What about Cheerios? Those little Os were once whole, unadulterated oats but then they were ground into flour, mixed with corn starch, sugar, water and preservatives and forced, under extreme pressure, thru a Teflon-coated die to produce their characteristic shape.  In comparison to whole grains, cold breakfast cereals provide little energy and reduced nutrient bioavailability.

The Romans conquered the British but found the wild Scotsmen invincible. When researching my book, The Splendid Grain one old account I read attributed the highlander’s prowess and guerrilla-like mobility to their staple food.  Each highlander carried a pouch of oat meal and dinner was as quick as mixing sea water with the meal to form a cake that, in minutes, baked on a hot stone over an open fire.

Cultivated oats are native to Northern, Central Asia but found a permanent home in the British Isles, Scandinavia and other cold, damp climates. That the Celt’s staple grain, or daily bread, was oats is reflected by the number of their oat dishes including  aran isenach, bannock, broonie, atholl brose, farl, skirilie, sowans, haver, struan micheil, hodgils and kaaka.

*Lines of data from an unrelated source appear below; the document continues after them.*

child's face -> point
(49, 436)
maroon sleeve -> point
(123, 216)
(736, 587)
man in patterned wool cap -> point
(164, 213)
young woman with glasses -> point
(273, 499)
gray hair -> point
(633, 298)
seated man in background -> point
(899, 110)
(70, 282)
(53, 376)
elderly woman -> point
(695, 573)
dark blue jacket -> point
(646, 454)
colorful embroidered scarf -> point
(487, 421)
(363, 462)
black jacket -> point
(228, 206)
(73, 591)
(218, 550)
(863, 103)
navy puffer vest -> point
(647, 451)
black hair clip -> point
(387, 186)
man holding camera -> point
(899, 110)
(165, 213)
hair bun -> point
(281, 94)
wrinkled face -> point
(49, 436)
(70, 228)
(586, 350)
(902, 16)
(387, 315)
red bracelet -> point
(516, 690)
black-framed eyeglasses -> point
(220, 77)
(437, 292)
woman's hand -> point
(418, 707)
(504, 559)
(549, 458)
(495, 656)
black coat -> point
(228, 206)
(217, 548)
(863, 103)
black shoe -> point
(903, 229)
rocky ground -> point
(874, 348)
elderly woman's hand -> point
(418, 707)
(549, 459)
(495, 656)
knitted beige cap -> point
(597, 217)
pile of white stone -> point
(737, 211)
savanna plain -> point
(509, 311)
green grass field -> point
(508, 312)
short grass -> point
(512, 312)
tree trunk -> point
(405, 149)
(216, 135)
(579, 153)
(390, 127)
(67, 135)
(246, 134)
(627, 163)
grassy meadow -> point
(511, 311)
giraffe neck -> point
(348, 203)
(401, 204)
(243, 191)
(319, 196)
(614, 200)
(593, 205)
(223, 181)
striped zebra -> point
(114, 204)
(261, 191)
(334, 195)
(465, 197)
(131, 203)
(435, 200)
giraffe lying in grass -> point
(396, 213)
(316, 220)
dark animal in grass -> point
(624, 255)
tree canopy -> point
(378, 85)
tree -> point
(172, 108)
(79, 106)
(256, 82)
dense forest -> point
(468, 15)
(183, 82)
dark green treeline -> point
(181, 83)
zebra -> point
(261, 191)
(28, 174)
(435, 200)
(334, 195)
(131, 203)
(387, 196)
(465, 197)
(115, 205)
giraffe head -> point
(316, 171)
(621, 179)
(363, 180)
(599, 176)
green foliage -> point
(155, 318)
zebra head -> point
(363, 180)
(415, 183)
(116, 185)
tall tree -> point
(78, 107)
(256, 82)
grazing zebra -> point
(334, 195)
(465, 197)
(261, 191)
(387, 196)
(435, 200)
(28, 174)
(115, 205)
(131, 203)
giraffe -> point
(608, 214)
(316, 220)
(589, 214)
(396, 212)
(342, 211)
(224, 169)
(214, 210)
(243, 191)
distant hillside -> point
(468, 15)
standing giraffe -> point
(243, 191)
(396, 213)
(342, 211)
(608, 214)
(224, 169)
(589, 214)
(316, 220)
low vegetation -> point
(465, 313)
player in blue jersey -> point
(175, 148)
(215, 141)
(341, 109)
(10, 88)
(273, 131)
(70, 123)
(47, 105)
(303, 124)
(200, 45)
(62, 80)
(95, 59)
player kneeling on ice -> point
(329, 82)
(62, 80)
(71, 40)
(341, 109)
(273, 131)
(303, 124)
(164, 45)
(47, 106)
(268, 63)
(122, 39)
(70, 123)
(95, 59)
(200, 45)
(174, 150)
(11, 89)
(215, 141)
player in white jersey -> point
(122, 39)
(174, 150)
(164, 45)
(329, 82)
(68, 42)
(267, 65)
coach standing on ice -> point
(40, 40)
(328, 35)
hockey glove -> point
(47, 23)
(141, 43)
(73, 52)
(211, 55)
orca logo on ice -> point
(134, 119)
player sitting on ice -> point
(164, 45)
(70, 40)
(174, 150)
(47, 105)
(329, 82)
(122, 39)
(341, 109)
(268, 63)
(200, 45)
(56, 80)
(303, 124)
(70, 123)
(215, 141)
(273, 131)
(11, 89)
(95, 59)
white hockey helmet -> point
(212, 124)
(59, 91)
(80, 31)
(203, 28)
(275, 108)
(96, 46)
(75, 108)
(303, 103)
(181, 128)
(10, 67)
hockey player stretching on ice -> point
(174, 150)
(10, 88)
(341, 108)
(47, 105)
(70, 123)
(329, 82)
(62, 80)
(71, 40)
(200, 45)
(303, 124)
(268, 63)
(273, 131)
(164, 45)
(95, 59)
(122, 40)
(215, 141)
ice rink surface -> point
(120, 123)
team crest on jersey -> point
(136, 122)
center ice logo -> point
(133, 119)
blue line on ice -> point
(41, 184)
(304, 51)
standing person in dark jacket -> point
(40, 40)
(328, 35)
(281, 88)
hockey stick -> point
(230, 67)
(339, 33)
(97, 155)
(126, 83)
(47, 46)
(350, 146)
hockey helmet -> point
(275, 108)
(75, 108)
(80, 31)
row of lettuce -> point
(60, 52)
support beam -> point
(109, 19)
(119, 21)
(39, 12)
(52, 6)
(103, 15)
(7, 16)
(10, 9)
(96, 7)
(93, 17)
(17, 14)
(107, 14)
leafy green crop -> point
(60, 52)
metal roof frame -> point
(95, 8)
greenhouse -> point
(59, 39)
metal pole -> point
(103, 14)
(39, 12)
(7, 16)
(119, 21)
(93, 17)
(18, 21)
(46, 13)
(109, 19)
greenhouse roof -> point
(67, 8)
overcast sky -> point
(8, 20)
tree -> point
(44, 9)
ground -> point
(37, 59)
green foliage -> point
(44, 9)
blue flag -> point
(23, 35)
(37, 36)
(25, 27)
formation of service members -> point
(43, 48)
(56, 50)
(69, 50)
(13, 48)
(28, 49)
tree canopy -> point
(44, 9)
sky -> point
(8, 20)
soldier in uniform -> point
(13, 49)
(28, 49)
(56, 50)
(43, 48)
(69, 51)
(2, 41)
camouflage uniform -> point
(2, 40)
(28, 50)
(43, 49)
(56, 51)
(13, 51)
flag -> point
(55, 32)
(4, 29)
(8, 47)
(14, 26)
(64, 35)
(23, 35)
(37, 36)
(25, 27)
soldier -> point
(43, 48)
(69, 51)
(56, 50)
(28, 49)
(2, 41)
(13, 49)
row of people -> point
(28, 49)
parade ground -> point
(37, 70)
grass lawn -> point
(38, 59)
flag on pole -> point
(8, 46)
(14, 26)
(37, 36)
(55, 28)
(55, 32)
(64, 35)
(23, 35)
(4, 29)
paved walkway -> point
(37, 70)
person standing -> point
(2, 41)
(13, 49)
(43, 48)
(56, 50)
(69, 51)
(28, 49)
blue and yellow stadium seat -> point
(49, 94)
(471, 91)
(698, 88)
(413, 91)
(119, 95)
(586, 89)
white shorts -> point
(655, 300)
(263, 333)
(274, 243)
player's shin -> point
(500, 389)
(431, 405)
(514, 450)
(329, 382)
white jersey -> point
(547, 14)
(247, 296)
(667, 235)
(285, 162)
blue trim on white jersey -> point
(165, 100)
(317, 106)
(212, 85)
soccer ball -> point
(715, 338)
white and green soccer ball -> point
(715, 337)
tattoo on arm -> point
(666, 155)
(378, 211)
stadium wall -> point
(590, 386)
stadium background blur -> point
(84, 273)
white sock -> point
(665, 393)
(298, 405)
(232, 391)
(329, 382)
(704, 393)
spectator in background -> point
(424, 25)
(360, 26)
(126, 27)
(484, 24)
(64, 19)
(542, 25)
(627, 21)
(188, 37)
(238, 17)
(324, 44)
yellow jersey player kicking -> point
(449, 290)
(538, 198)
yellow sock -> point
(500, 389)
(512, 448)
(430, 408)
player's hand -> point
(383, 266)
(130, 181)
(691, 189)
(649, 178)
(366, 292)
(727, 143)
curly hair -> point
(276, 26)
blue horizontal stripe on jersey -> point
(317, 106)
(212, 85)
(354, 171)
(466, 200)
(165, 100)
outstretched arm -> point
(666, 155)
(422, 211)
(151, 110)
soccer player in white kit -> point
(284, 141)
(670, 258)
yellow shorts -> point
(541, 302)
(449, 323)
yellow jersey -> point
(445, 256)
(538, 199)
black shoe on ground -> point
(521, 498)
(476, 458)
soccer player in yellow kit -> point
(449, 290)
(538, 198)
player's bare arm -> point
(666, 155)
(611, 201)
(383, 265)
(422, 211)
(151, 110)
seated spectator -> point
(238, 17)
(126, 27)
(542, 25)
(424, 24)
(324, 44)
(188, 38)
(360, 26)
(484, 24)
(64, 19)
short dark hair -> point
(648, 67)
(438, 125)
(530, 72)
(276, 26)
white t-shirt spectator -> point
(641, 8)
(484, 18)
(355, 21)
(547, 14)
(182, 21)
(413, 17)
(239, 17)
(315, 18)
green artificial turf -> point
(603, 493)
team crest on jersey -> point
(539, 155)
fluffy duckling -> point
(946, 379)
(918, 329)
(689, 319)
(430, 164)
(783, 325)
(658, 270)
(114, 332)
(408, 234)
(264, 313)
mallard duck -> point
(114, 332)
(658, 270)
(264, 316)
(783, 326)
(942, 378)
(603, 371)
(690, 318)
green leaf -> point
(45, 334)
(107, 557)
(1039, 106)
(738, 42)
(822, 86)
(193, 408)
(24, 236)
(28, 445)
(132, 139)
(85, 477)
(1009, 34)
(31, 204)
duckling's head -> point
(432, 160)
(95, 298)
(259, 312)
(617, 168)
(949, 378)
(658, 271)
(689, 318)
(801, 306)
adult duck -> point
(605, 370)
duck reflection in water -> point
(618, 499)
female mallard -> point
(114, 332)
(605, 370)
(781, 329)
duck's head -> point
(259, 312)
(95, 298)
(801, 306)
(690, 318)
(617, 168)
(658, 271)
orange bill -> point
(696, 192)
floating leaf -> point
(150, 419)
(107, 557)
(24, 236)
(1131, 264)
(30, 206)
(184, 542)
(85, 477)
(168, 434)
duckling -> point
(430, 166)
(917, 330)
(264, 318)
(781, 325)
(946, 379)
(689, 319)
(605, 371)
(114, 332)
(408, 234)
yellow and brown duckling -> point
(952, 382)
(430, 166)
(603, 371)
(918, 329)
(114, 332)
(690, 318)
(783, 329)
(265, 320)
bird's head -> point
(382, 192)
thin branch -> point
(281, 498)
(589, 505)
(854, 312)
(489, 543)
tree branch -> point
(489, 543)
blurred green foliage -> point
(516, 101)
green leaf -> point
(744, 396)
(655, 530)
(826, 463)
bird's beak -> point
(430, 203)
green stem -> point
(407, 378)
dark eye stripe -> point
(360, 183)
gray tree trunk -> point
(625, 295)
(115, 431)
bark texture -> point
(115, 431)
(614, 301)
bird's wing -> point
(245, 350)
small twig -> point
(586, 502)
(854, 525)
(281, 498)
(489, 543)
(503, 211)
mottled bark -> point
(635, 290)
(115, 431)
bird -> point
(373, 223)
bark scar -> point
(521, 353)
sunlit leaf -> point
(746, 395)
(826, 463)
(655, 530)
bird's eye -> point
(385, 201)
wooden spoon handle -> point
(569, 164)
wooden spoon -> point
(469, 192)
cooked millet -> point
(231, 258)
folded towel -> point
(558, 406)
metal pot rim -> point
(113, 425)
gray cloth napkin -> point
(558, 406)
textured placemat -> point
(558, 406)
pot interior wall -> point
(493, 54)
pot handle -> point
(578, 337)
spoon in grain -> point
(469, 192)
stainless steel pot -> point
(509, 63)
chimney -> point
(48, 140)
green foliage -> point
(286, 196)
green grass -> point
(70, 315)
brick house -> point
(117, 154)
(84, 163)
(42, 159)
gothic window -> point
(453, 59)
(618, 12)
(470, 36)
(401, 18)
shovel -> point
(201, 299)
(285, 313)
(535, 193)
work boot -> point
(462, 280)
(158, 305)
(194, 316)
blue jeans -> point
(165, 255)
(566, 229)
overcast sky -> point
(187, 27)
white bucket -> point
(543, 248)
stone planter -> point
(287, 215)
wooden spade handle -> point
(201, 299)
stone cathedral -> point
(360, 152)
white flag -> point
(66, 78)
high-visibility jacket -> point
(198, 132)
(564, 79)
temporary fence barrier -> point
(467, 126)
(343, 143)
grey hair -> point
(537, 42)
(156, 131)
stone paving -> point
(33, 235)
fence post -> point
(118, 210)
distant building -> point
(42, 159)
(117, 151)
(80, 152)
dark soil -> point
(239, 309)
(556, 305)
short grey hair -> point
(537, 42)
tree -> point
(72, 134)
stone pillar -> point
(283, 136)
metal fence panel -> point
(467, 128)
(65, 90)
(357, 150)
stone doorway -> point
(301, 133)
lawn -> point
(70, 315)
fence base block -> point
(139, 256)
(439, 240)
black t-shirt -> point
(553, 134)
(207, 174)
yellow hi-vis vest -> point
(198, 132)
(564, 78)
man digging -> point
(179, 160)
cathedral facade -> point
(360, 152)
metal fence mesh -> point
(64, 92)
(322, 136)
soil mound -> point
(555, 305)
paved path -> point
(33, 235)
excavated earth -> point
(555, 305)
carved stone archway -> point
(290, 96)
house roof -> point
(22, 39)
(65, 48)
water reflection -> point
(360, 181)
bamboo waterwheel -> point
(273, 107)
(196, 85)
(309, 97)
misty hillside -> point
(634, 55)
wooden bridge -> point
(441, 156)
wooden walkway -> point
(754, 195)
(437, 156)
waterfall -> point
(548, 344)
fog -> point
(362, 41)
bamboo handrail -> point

In a well supplied market (or on the internet), you’ll find oats available in these basic forms:

  • Whole Oats, also called oat groats, are about the size of long-grain rice and have a distinctively sweet oat flavor. An easy way to cook them is in a crock pot: 1 cup of oats, a pinch of salt and 3 cups water simmered overnight.  See recipe below.
  • Steel-Cut Oats (also called Scottish, Pin or Irish oats) are oat groats cut into two or three pieces. They’ve a satisfying moist but chewy texture and besides breakfast, may be used in stuffing, soups or even, in place of bulgur, in a taboulie-like salad.
  • Rolled Oats are made by pressing whole oats between two rollers. Each rolled oat is one flattened oat. Depending upon the pressure of the rollers, the resulting oat may be thin or, the “old-fashioned” and thick.
  • Instant or Quick Oats are groats that have been pre-cooked in water, dried, and then rolled into super-thin pieces and, typically mixed with sugar, salt and other seasonings. The particles are so tiny that they don’t require cooking.
  • Oat Flour yields a sweet, cakelike crumb that retains its freshness far longer than wheat flour.  Substitute up to 20 percent oat flour for corn, wheat or rice flour in quick breads, cakes and muffins. To my taste, a waffle containing oat flour is unsurpassable.  For a dairyfree but milk-like base, use oat flour in soups, sauces and roux.